From: "Peter Müller" <peter.mueller@ipfire.org>
To: location@lists.ipfire.org
Subject: Re: [PATCH] location-importer.in: Conduct sanity checks per DROP list
Date: Sun, 02 Oct 2022 11:04:22 +0000 [thread overview]
Message-ID: <397a7f14-d0a4-743d-5c5c-2f05ccb8259f@ipfire.org> (raw)
In-Reply-To: <C5F77C83-C96C-4ECA-9B12-3982A4791FD5@ipfire.org>
[-- Attachment #1: Type: text/plain, Size: 6996 bytes --]
Hello Michael,
> Hello,
>
>> On 26 Sep 2022, at 19:26, Peter Müller <peter.mueller(a)ipfire.org> wrote:
>>
>> Hello Michael,
>>
>> better late than never: Thanks for your reply and the comments.
>>
>>> Hello Peter,
>>>
>>>> On 18 Aug 2022, at 22:42, Peter Müller <peter.mueller(a)ipfire.org> wrote:
>>>>
>>>> Previously, the lack of distinction between different DROP lists caused
>>>> only the last one to be persisted.
>>>>
>>>> Signed-off-by: Peter Müller <peter.mueller(a)ipfire.org>
>>>> ---
>>>> src/scripts/location-importer.in | 58 +++++++++++++++++++++-----------
>>>> 1 file changed, 39 insertions(+), 19 deletions(-)
>>>>
>>>> diff --git a/src/scripts/location-importer.in b/src/scripts/location-importer.in
>>>> index 8d47497..e4a9ab0 100644
>>>> --- a/src/scripts/location-importer.in
>>>> +++ b/src/scripts/location-importer.in
>>>> @@ -1427,18 +1427,21 @@ class CLI(object):
>>>> def _update_overrides_for_spamhaus_drop(self):
>>>> downloader = location.importer.Downloader()
>>>>
>>>> - ip_urls = [
>>>> - "https://www.spamhaus.org/drop/drop.txt",
>>>> - "https://www.spamhaus.org/drop/edrop.txt",
>>>> - "https://www.spamhaus.org/drop/dropv6.txt"
>>>> + ip_lists = [
>>>> + ("Spamhaus DROP list", "https://www.spamhaus.org/drop/drop.txt"),
>>>> + ("Spamhaus EDROP list", "https://www.spamhaus.org/drop/edrop.txt"),
>>>> + ("Spamhaus DROPv6 list", "https://www.spamhaus.org/drop/dropv6.txt")
>>>> ]
>>>
>>> Would it not be better to have this as a dict?
>>>
>>> Or if you prefer something to iterate over, a tuple?
>>>
>>> Would it not be better/easier if we would use a handle like “SPAMHAUS-DROP”, “SPAMHAUS-EDROP”, … instead of a string with spaces?

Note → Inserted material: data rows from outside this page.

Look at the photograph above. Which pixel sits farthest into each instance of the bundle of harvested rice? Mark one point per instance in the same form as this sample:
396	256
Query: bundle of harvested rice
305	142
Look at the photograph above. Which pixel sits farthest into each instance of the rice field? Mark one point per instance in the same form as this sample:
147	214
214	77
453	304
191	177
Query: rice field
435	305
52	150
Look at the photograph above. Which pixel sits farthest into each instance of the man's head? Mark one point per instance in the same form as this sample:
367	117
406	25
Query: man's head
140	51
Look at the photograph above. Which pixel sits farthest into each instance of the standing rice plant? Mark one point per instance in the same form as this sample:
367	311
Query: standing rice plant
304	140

It does not matter that much to me, but since this is a machine-readable string, should it not be less human formatted?
>>
>> Hm, good point. I have changed that in the upcoming second version of the patch.
>>
>>>
>>>>
>>>> - asn_urls = [
>>>> - "https://www.spamhaus.org/drop/asndrop.txt"
>>>> + asn_lists = [
>>>> + ("Spamhaus ASN-DROP list", "https://www.spamhaus.org/drop/asndrop.txt")
>>>> ]
>>>>
>>>> - for url in ip_urls:
>>>> - # Fetch IP list
>>>> + for list in ip_lists:
>>>> + name = list[0]
>>>> + url = list[1]
>>>
>>> It would be more Pythonic if you wrote it like this:
>>>
>>> for name, url in ip_lists:
>>> ...
>>>
>>>> +
>>>> + # Fetch IP list from given URL
>>>> f = downloader.retrieve(url)
>>>>
>>>> # Split into lines
>>>> @@ -1448,11 +1451,11 @@ class CLI(object):
>>>> # downloads.
>>>> if len(fcontent) > 10:
>>>> self.db.execute("""
>>>> - DELETE FROM autnum_overrides WHERE source = 'Spamhaus ASN-DROP list';
>>>> - DELETE FROM network_overrides WHERE source = 'Spamhaus DROP lists';
>>>> - """)
>>>> + DELETE FROM network_overrides WHERE source = '%s';
>>>
>>> No need for the ‘’ around the %s.
>>
>> Yes there is, the SQL command results in an exception otherwise.
>
> Err, you are allowing some SQL command injection here.
>
> You do not want to use “%s” as a string format parameter for Python strings. It is more of a placeholder for the value that has to be escaped first - SQLite is using ? which is probably a better choice for Python.
>
> The database binding is doing this automatically, but the arguments need to be passed after the query.
>
> Under no circumstances whatsoever you want to chance the query dynamically. Never ever.
>
> I fixed this here: https://git.ipfire.org/?p=location/libloc.git;a=commitdiff;h=b56bf4bf065130b38968b580e0bea6db809783d8
better late than never: Many thanks for spotting and fixing this before it went into
anything stable or productive! Guess I'm not a good programmer after all...
All the best,
Peter Müller
>
> Best,
> -Michael
>
>>
>> Second version of the patch is coming right up.
>>
>> Thanks, and best regards,
>> Peter Müller
>>
>>>
>>>> + """ % name,
>>>> + )
>>>> else:
>>>> - log.error("Spamhaus DROP URL %s returned likely bogus file, ignored" % url)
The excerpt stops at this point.